Das Bild des Igels scheint ambivalent. Einerseits spricht man vom „Einigeln“, wenn sich jemand zurückzieht. Andererseits symbolisieren die Stacheln eine gewisse Wehrhaftigkeit. Der Igel pikst.

Als ich damals begann, Schritt für Schritt meinen Weg zu gehen – autofrei (später zumindest autoreduziert), umweltschonenderes Verhalten, vegan, plastikreduziert, maschinenreduziert, usw. – , fühlte ich mich recht einsam. Dank des dann aufkommenden Internets und eines Bewusstseinswandels in Teilen der Gesellschaft hat sich das zum Teil gewandelt. Im Umfeld meines „wirklichen“ Lebens ist das allerdings noch etwas anders. Und gewisse Umstände führten schließlich dazu, dass ich sehr müde wurde… Dieser Weg ist anstrengend, und er kam mir zunehmend wie ein sinnloser Kampf vor. Immer wieder gegen den Strom schwimmen. Immer wieder Gegenwind. Sollte ich mir das wirklich alles antun? Vielleicht war ich nah dran, aufzugeben.

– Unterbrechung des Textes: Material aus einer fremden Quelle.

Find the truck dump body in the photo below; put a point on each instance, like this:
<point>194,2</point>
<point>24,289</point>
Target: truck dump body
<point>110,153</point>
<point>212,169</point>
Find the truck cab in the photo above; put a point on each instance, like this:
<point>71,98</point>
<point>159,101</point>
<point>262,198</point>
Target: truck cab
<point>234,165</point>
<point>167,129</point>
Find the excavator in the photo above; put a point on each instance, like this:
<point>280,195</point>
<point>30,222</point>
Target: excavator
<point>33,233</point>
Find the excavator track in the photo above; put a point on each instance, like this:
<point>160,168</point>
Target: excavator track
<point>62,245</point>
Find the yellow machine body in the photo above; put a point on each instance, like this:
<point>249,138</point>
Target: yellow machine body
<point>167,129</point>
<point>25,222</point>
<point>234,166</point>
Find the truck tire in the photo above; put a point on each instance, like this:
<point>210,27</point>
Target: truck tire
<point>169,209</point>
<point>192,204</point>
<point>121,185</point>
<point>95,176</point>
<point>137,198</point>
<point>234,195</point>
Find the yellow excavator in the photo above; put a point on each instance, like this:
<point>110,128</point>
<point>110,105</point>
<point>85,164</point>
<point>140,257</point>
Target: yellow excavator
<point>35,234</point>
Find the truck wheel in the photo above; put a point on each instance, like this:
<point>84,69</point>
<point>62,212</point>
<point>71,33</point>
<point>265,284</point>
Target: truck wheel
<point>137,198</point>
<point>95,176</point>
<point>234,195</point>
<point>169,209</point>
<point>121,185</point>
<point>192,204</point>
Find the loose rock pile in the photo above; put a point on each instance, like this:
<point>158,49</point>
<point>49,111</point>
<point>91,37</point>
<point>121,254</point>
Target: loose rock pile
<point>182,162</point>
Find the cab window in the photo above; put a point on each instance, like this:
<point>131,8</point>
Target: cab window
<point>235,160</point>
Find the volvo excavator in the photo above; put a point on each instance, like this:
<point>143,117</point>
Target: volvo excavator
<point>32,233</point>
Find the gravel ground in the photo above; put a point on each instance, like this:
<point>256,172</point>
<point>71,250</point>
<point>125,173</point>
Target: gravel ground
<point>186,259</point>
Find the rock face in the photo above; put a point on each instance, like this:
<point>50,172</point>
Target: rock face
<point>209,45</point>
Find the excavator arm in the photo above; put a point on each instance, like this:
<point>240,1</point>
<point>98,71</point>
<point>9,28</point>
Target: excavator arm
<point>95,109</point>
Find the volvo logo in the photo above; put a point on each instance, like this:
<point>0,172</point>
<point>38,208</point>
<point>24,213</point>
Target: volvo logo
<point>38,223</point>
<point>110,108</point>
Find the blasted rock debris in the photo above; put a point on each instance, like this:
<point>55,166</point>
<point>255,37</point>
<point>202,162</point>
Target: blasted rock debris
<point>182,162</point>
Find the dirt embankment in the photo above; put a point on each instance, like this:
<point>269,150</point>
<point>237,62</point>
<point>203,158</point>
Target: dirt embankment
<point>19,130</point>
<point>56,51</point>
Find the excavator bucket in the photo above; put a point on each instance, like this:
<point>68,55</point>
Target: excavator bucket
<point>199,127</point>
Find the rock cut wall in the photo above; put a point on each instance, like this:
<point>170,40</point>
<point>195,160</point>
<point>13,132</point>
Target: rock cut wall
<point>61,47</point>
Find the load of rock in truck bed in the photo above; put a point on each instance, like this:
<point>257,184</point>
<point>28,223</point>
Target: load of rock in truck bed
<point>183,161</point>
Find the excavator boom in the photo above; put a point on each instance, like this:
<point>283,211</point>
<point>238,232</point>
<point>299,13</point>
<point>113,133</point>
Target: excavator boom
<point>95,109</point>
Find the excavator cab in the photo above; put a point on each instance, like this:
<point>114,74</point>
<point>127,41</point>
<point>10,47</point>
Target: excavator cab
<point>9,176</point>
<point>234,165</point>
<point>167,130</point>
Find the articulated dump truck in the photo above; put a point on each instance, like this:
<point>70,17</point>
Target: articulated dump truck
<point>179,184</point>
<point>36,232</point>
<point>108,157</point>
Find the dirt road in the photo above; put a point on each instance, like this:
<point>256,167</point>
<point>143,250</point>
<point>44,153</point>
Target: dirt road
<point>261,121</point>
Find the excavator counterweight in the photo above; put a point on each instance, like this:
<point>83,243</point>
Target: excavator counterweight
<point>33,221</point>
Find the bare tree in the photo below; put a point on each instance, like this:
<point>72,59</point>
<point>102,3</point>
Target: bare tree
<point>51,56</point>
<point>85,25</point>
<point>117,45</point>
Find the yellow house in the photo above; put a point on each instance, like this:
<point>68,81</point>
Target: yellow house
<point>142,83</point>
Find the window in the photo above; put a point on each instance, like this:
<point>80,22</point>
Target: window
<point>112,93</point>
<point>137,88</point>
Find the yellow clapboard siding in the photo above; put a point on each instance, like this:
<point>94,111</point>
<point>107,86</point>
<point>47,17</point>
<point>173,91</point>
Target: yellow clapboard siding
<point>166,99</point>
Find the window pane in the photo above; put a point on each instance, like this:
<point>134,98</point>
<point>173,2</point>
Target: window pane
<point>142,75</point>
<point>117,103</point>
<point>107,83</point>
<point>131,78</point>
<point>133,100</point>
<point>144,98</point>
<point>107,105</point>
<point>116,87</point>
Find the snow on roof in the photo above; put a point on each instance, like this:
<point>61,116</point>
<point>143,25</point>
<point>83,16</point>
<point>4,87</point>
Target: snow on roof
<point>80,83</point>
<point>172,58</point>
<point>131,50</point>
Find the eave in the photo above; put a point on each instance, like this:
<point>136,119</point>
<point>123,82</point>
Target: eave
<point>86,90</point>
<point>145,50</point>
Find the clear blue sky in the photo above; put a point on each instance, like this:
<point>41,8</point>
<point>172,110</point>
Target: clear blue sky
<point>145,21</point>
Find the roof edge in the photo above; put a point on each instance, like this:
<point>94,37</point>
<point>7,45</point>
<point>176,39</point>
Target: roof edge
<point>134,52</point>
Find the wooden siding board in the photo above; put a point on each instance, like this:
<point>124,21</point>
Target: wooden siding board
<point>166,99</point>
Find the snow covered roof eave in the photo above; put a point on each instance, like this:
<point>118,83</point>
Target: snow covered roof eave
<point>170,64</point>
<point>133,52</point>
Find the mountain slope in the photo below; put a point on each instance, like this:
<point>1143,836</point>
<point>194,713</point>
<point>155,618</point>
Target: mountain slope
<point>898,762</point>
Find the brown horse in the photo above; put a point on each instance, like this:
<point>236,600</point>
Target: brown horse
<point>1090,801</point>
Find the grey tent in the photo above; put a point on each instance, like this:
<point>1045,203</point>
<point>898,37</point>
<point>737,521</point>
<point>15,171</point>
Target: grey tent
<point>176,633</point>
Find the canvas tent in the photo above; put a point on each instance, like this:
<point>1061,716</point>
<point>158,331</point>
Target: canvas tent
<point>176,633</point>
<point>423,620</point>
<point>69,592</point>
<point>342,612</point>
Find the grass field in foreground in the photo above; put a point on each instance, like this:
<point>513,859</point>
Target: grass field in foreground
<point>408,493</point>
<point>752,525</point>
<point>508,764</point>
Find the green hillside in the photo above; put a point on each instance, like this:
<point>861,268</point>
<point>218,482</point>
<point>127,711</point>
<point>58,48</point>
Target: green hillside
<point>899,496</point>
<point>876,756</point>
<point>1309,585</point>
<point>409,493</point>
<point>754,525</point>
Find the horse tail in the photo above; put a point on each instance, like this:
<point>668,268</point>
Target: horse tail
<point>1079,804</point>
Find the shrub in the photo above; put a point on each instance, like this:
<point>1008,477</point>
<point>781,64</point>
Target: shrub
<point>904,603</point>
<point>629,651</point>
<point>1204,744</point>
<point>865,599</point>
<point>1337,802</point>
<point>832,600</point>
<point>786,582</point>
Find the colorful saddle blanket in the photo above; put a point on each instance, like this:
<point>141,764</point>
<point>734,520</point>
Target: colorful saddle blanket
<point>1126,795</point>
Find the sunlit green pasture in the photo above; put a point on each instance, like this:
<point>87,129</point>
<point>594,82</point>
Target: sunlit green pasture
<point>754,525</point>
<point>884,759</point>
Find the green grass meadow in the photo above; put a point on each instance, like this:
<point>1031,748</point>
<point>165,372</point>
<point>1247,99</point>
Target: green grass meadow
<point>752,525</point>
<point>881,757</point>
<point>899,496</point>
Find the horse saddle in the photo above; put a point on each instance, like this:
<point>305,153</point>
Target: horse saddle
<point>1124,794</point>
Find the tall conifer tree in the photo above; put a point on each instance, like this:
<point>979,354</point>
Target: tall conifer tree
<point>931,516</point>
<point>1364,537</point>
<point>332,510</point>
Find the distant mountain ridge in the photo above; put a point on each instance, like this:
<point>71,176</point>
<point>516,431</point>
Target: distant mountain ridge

Als ich heute morgen mit meinem Hund spazieren ging, sah ich unweit meines Hauses einen überfahrenen Igel auf der Straße. Ein Ruck ging durch mein Herz und durch meinen Kopf.

Mag sein, dass ich mich ab und zu „einigel“, vor allem wenn mir alles zuviel wird. Aber ich freue mich dennoch über die vielen das bequeme Sitzfleisch unserer Gesellschaft piksenden Stacheln; über Menschen, die etwas anders machen, um die Welt ein Stückchen besser werden zu lassen. Wenn ich später mal groß bin, möchte auch so ein Stachel sein. Und ich hoffe, dass ich dann nicht deswegen überfahren werde.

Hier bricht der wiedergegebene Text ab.